Project Implementation Steps:
- Design and implement simulator
- Implement Bloom Filter and Importance Aware Bloom Filter for comparison
- Analyse the results of the comparison
- Implement Greedy Forwarding, N-chance and Robinhood
- Implement Summary Cache with Importance Aware Bloom Filter
- Compare the cooperative caching algorithms
- Analyze the results of comparison
Expected Results:
- Importance Aware Bloom Filter should perform better as compared to Bloom Filter in terms of false positives.

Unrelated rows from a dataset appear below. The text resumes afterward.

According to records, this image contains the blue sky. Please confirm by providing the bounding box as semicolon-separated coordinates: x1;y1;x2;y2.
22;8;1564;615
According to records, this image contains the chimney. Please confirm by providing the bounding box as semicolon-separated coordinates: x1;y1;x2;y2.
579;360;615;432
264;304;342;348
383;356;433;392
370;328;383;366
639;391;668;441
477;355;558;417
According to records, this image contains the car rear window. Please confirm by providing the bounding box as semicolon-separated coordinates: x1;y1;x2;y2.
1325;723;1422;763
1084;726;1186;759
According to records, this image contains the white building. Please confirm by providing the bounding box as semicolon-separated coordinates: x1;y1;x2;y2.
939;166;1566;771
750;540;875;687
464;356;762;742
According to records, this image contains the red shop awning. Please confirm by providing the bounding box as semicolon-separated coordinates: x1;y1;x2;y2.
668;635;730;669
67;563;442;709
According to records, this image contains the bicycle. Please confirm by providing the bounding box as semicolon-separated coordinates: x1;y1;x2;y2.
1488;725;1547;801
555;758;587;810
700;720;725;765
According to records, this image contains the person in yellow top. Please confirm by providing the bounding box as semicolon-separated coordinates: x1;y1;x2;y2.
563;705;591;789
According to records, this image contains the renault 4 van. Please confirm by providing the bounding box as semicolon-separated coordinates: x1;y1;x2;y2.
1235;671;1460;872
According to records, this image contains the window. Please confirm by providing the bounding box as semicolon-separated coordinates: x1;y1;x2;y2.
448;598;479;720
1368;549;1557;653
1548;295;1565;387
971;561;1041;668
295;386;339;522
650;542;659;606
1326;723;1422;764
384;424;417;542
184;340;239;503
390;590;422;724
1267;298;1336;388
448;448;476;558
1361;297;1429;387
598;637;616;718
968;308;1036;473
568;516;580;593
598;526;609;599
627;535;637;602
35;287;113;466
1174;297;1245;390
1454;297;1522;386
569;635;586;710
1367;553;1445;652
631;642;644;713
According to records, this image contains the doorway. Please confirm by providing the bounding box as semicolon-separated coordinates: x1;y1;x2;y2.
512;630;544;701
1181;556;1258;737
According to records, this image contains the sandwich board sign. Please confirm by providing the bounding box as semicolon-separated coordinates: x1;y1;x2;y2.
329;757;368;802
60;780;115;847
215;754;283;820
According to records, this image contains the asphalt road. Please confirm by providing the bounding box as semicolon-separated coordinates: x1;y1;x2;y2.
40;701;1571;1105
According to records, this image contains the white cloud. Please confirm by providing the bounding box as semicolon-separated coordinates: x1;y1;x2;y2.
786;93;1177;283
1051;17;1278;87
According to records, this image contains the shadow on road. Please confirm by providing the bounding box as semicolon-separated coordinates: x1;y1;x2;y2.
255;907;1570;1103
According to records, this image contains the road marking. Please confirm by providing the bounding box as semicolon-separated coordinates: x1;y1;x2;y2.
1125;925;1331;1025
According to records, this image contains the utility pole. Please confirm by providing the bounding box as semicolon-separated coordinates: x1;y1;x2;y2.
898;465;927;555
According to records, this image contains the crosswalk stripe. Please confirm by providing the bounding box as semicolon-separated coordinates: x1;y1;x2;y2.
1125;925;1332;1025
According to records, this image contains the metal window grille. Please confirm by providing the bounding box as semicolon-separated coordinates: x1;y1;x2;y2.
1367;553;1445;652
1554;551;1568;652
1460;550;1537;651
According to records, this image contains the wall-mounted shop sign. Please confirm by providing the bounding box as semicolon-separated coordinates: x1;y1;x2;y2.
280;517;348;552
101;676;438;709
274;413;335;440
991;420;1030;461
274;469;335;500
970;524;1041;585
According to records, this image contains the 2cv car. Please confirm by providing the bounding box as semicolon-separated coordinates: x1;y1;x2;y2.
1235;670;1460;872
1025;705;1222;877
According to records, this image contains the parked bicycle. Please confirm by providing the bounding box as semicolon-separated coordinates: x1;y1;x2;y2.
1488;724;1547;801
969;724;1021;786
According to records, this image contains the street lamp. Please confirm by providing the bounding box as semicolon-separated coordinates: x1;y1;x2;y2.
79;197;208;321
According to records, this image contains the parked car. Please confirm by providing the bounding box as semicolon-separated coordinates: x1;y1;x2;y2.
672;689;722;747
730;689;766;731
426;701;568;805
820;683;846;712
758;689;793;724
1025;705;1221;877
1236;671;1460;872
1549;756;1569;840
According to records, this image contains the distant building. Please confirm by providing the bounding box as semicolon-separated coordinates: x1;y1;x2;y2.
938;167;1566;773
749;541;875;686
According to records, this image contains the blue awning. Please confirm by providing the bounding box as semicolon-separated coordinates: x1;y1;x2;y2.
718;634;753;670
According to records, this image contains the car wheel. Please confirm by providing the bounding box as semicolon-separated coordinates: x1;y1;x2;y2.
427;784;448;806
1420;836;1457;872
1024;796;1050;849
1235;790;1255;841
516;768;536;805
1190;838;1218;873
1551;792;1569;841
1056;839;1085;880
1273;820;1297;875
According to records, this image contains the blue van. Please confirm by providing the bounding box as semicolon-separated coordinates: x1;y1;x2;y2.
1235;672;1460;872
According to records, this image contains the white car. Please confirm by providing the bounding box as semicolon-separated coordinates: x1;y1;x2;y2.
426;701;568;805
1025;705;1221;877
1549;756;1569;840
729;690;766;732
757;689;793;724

- Summary Cache with Importance Aware Bloom Filter should be superior to N-chance, Robinhood and Greedy Forwarding.
Scientific Contribution:
The scope of this project is restricted to comparison of cooperative caching algorithms and Bloom Filter variants. These algorithms have already been proposed, but I will be modifying the Summary Cache algorithm to use Importance Aware Bloom Filter. This modified Summary Cache will then be compared to Greedy Forwarding, N-chance and Robinhood. My contribution through this project is to analyze the efficiency of this modified Summary Cache over other algorithms.
References:
[1] Li Fan, P. C. (2000). Summary cache: a scalable wide-area web cache sharing protocol. IEEE/ACM (pp. 281-293). IEEE/ACM.
[2] Ming Zhong, P. L. (2008). Optimizing Data Popularity Concious bloom filters. PODC '08 Proceedings of the twenty-seventh ACM symposium on Principles of distributed computing. ACM.
[3] Puru Kulkarni, R. B. (2013). Importance-aware Bloom Filter for Set Membership Queries in Streaming Data. COMSNETS, 2013 Fifth International Conference. COMSNETS.
[4] S. Tarkoma, C. E. (2012). Theory and Practice of Bloom Filters for Distributed Systems. IEEE Communications Surveys and Tutorials. Vol. 14, Number 1. IEEE.